En 1951, le scientifique Hugh Bradner fabrique les premiers exemplaires de la combinaison humide pour l’US Navy. Cet équipement est composé couche de néoprène qui contient des microbulles d’air. Sa vente a débutée en 1953 par la société EDCO. Georges Beuchat, durant cette année conçoit les premières combinaisons isothermiques.

Le gilet de sauvetage fait son apparition an 1959 et l’ordinateur IBM 650 est utilisé pour la première fois en 1960. Il servait à calculer les paliers de décompression. La première bouée collerette et les palmes jetfins sont respectivement lancés en 1961 et 1964. Enfin en 1971, les chercheurs installent le premier gilet stabilisateur sur la réserve d’air du plongeur.

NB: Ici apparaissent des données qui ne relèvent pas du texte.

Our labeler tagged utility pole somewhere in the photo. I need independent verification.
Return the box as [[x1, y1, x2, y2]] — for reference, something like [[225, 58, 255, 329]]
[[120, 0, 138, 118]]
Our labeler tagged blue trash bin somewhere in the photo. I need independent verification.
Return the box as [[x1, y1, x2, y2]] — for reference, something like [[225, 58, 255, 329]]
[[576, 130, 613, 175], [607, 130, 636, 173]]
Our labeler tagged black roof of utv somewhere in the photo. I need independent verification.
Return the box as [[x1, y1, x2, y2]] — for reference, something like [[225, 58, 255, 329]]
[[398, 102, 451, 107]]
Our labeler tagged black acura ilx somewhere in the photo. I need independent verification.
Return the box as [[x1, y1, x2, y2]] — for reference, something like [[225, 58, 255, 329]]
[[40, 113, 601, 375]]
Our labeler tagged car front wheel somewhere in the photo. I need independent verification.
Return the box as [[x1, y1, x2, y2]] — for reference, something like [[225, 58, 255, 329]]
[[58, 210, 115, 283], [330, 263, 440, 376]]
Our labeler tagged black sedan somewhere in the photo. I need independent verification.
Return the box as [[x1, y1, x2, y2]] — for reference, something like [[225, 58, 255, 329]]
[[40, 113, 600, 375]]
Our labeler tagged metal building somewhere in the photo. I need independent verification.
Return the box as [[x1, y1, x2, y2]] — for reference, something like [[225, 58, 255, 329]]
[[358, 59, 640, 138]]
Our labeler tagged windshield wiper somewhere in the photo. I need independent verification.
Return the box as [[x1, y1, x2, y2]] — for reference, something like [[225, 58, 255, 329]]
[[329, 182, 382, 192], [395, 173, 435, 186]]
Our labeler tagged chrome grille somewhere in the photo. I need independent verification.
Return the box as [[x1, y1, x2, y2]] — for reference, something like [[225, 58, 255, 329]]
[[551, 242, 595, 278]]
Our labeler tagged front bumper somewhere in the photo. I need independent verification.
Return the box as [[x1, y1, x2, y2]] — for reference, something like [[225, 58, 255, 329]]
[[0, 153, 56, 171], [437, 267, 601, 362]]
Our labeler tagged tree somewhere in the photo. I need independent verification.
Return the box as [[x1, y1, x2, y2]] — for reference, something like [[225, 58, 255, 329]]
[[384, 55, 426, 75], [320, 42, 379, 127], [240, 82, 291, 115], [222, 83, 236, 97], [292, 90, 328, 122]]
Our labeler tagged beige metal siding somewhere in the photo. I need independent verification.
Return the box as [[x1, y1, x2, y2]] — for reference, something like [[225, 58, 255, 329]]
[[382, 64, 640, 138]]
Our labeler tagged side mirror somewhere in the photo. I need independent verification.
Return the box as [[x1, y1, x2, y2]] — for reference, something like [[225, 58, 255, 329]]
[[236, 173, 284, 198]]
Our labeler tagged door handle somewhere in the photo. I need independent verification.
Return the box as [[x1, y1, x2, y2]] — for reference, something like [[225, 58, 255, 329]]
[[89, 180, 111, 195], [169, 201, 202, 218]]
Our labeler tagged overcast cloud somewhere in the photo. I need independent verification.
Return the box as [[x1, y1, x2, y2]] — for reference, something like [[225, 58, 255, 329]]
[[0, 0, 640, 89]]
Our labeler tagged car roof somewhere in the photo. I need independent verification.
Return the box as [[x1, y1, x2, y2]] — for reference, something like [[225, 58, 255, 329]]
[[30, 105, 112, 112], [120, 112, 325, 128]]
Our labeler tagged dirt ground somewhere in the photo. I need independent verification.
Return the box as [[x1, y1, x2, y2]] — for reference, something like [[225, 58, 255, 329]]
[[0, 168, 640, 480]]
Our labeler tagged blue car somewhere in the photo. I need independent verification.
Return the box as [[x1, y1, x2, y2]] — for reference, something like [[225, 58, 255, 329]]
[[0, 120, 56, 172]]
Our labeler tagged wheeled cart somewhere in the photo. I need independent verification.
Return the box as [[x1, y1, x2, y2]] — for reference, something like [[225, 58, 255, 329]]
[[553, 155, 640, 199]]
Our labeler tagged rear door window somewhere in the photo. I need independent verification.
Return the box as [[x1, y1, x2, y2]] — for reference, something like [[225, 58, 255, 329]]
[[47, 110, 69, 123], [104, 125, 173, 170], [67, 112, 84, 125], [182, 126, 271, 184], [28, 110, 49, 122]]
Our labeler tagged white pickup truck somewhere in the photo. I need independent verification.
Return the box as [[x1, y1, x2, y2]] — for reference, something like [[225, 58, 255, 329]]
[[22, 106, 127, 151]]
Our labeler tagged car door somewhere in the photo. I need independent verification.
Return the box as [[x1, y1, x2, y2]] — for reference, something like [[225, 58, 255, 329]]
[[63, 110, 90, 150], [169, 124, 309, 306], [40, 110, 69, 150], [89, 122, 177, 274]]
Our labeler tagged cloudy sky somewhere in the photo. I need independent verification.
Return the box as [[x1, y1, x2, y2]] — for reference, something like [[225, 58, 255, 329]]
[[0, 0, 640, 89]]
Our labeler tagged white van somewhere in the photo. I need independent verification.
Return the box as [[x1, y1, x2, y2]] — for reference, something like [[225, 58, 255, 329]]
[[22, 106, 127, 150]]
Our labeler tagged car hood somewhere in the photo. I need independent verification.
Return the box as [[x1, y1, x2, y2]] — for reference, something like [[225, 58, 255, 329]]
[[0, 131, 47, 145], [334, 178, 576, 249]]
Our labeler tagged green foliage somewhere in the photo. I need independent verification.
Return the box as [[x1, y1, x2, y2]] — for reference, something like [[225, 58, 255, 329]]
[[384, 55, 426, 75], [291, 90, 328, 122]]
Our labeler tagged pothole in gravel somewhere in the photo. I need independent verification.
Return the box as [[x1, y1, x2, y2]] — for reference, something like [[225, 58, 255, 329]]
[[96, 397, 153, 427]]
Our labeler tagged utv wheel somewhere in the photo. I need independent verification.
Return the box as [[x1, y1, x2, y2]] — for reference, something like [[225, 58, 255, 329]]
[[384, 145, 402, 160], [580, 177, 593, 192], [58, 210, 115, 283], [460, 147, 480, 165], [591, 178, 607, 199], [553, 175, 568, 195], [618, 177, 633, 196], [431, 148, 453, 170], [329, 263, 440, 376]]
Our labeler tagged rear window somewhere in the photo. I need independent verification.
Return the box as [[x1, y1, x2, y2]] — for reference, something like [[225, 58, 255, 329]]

Quelques records de la plongée sous-marine

Le plongeur Théo Mavrostos est celui qui a atteint la plus grande profondeur : 701 mètres. Il a obtenu ce record au cours de la campagne de plongée qui s’est déroulée dans le cadre de l’Hydra 12.

Patrick Musimu est le vainqueur dans la plongée en apnée. Il est descendu à -207 mètres en 2005. Le sud-africain Nuno Gomez a mis le score à 318 mètres, quand trois semaines plus tard après Pascal Bernabé atteint les -330 mètres. Cette plongée en scaphandre autonome a eu lieu le 5 juillet 2005 en Corse, au large de Propiano. Elle a durée 8h 47 minutes.